Day 039 - 20 Oct 94 - Page 12
1 A. I perhaps should clarify the position. I have
2 reservations about the term "hyperactivity" and
3 "hyperkinetic syndrome" and various other terms that are
4 used. It is used rather as a catch all phrase, as a rather
5 loose diagnostic category. I have read books and papers,
6 some of them emerging from the United States, claiming that
7 up to 50 per cent of populations in some schools could be
8 probably labelled "hyperactive".
9
10 I am unhappy with that. I think that is too loose. That
11 would imply far too loose a use of the term. It seems to
12 me the correct use of the term is to refer not just to
13 situations in which the behaviour of children is beyond the
14 control of perhaps their parents or teachers, but it should
15 be properly reserved only for circumstances when the
16 behaviour of the children is beyond their own control.
17
18 I would not venture to assign a precise figure to the
19 incidence of hyperactivity so defined in children, but what
20 I would say is that, while I am satisfied that amongst
21 those children who I think can be properly called
22 hyperactive, a significant proportion of them do react
23 adversely to some food ingredients, including additives, it
24 would be a mistake to suppose that all hyperactivity in all
25 children is due solely to either food or food additives.

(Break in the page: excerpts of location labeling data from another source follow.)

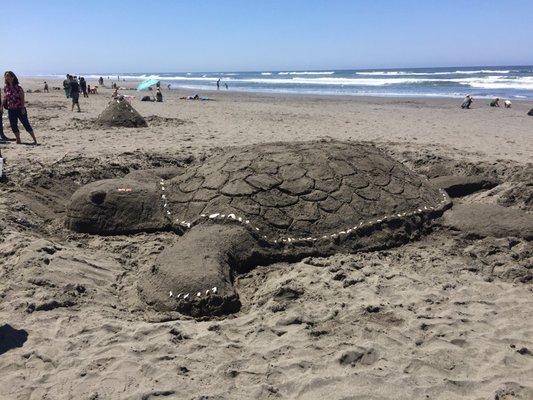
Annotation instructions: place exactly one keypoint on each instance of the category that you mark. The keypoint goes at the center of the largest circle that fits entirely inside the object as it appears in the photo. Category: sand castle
(120, 113)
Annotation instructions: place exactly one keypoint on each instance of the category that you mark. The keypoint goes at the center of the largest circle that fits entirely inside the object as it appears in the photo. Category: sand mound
(120, 113)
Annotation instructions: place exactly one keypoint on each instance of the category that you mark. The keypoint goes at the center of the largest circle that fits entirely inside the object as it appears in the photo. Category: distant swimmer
(495, 102)
(467, 102)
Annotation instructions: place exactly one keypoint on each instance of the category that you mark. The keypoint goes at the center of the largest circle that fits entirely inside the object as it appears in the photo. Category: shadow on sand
(11, 338)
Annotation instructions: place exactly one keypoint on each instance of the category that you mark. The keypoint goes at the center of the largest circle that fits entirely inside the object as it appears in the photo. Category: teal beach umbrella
(147, 83)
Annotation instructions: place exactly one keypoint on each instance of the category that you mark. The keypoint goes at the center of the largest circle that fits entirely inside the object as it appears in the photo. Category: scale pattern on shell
(300, 191)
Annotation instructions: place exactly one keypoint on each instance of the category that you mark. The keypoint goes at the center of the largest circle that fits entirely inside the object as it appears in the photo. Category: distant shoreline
(509, 82)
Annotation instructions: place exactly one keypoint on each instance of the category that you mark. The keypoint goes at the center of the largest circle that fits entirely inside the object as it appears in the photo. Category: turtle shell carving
(257, 204)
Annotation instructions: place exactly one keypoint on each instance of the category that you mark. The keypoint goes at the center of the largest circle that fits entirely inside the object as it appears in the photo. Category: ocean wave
(409, 73)
(307, 73)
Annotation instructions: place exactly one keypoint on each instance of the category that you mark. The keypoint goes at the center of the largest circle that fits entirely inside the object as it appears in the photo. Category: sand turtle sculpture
(256, 205)
(119, 112)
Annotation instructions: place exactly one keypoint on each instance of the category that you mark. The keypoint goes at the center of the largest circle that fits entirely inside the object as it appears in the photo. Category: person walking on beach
(66, 85)
(159, 96)
(3, 137)
(467, 102)
(83, 86)
(74, 90)
(14, 103)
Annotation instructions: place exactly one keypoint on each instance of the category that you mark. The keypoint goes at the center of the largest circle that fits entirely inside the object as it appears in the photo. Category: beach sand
(446, 317)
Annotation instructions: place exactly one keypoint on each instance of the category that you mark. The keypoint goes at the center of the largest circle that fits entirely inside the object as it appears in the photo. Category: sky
(57, 36)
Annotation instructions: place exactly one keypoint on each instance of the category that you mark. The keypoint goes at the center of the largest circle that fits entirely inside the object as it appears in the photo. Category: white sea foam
(307, 73)
(397, 73)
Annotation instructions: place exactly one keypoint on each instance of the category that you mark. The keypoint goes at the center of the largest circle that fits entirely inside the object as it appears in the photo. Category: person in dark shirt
(74, 90)
(66, 86)
(159, 96)
(83, 86)
(467, 102)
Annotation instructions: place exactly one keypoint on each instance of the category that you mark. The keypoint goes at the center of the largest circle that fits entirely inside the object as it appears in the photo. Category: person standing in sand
(495, 102)
(74, 90)
(467, 102)
(14, 103)
(83, 86)
(3, 137)
(66, 84)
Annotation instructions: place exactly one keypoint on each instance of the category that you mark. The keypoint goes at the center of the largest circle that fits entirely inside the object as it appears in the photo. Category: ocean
(515, 82)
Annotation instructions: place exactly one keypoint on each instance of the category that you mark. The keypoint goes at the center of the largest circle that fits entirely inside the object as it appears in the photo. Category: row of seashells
(187, 296)
(362, 224)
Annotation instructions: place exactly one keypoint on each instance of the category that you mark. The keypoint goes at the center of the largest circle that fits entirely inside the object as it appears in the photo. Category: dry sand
(447, 317)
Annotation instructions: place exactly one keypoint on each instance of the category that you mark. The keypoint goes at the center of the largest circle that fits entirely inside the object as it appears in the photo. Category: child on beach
(3, 138)
(74, 90)
(14, 103)
(467, 102)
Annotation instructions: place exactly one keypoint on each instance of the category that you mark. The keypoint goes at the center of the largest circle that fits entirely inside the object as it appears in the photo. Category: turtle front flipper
(195, 275)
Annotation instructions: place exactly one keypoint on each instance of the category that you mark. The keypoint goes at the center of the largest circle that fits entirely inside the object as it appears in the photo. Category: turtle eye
(97, 197)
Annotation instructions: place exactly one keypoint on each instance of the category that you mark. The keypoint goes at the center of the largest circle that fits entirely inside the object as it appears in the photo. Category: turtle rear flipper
(195, 275)
(151, 175)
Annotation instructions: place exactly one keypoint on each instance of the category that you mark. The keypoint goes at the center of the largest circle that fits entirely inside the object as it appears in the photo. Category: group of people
(218, 84)
(468, 100)
(13, 101)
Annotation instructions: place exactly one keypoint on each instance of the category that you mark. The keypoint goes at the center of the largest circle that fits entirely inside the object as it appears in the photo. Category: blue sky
(53, 36)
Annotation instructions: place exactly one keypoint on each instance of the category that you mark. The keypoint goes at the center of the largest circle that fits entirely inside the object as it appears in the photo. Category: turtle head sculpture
(257, 205)
(116, 206)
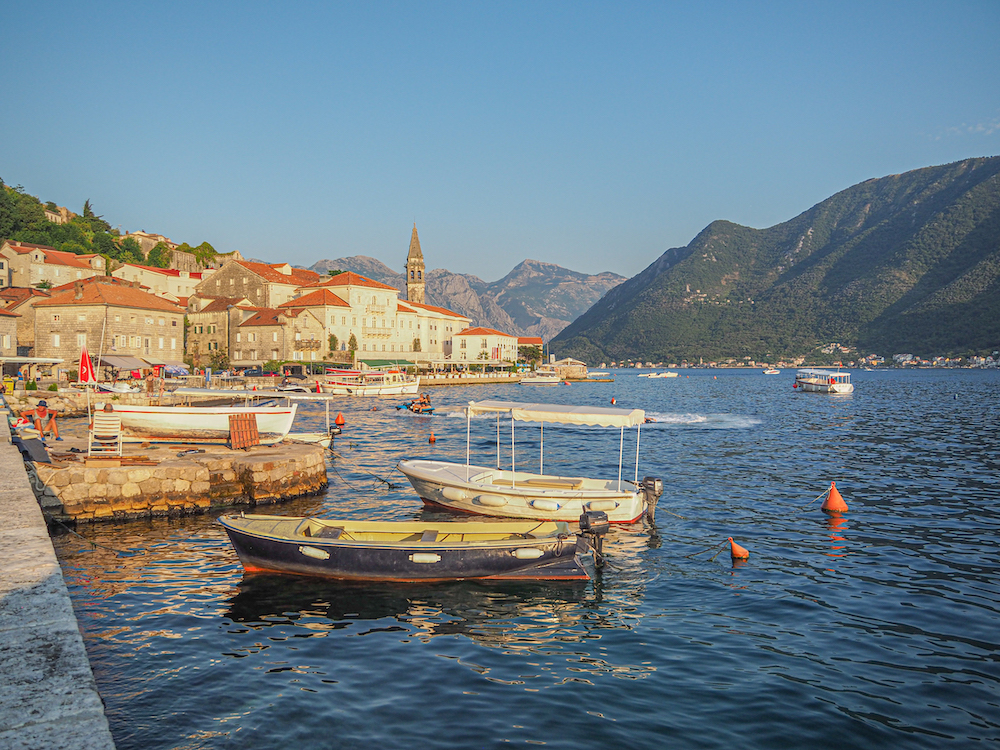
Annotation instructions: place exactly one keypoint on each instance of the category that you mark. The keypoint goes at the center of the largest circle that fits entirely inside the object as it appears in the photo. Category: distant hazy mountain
(534, 299)
(905, 263)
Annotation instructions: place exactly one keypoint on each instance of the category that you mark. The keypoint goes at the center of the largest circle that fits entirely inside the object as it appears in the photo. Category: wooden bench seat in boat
(557, 483)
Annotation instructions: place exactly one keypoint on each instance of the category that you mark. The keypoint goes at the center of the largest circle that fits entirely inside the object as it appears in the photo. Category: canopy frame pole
(621, 449)
(638, 429)
(512, 450)
(468, 440)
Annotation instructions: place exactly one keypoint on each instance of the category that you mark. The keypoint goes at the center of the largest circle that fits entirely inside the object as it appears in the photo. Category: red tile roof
(110, 294)
(298, 276)
(55, 257)
(349, 278)
(319, 298)
(164, 271)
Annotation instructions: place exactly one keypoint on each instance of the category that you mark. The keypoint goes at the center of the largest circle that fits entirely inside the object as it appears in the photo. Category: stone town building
(212, 323)
(111, 317)
(8, 333)
(163, 281)
(265, 285)
(22, 301)
(415, 270)
(483, 344)
(291, 334)
(29, 265)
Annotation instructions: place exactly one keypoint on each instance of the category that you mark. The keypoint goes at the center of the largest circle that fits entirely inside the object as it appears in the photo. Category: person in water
(43, 419)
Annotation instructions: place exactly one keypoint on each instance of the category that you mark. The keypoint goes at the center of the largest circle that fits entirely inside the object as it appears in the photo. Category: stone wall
(178, 486)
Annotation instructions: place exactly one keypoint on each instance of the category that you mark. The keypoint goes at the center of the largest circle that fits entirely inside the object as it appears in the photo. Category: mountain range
(534, 299)
(904, 263)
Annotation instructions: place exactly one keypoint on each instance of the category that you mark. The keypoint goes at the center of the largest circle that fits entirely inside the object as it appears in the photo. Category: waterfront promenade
(48, 697)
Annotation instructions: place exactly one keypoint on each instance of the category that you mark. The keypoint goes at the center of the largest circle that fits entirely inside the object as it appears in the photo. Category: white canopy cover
(601, 416)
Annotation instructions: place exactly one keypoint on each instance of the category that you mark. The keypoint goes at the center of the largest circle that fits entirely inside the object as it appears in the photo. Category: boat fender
(602, 505)
(425, 557)
(454, 494)
(494, 501)
(528, 553)
(313, 552)
(545, 504)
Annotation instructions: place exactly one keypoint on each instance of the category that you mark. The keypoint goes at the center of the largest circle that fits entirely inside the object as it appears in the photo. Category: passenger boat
(413, 550)
(823, 381)
(520, 494)
(369, 383)
(541, 377)
(199, 424)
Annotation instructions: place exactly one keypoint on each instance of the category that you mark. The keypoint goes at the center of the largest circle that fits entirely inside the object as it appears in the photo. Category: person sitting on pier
(43, 419)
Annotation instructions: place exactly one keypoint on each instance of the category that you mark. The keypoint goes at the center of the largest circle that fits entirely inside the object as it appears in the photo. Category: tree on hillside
(159, 256)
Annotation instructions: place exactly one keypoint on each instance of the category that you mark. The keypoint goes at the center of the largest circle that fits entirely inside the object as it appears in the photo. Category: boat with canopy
(521, 494)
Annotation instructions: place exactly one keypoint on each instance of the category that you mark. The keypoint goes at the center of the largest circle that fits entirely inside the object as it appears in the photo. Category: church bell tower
(415, 270)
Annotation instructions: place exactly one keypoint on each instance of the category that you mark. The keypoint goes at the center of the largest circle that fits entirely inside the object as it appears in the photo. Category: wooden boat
(413, 550)
(369, 383)
(521, 494)
(823, 381)
(199, 424)
(541, 377)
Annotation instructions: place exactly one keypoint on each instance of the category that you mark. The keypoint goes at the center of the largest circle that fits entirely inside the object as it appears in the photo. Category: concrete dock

26 Food additives are amongst the triggers responsible for the
27 condition in some children.
28
29 Q. Just to clarify the anecdotal evidence on this, we have
30 heard that double-blind studies have almost never been
31 done?
32 A. Yes.
33
34 Q. We have heard that animal testing does not show up ----
35 A. Yes.
36
37 Q. -- hyperactive responses. So, in effect, the only evidence
38 of any coherence, if you like, for or against is the
39 anecdotal evidence; is that correct?
40 A. Yes, that is correct, but that anecdotal evidence is a
41 very heterogeneous category. I mean, there are some
42 reports in the files of the Hyperactive Children Support
43 Group where there is little more than a parent or a
44 grandparent believes their child or grandchild reacts
45 hyperactively to one or more compounds with no more
46 evidence than that. In other cases, in really a rather
47 large number of cases, the parents and the families and the
48 teachers have approached the problem in quite systematic
49 ways.
50
51 There are two approaches; one is to remove items one by one
52 from the diet until they reach a point at which the
53 symptoms abruptly decline or subside, which can provide
54 some strong circumstantial evidence. The other way is to
55 put the children on a very restrictive diet, an exclusion
56 diet of a very small number of foods of an hyperallergenic
57 nature. If symptoms then subside, can introduce foods one
58 at a time until they reoccur, thereby get fairly robust
59 evidence of what compounds trigger the symptoms.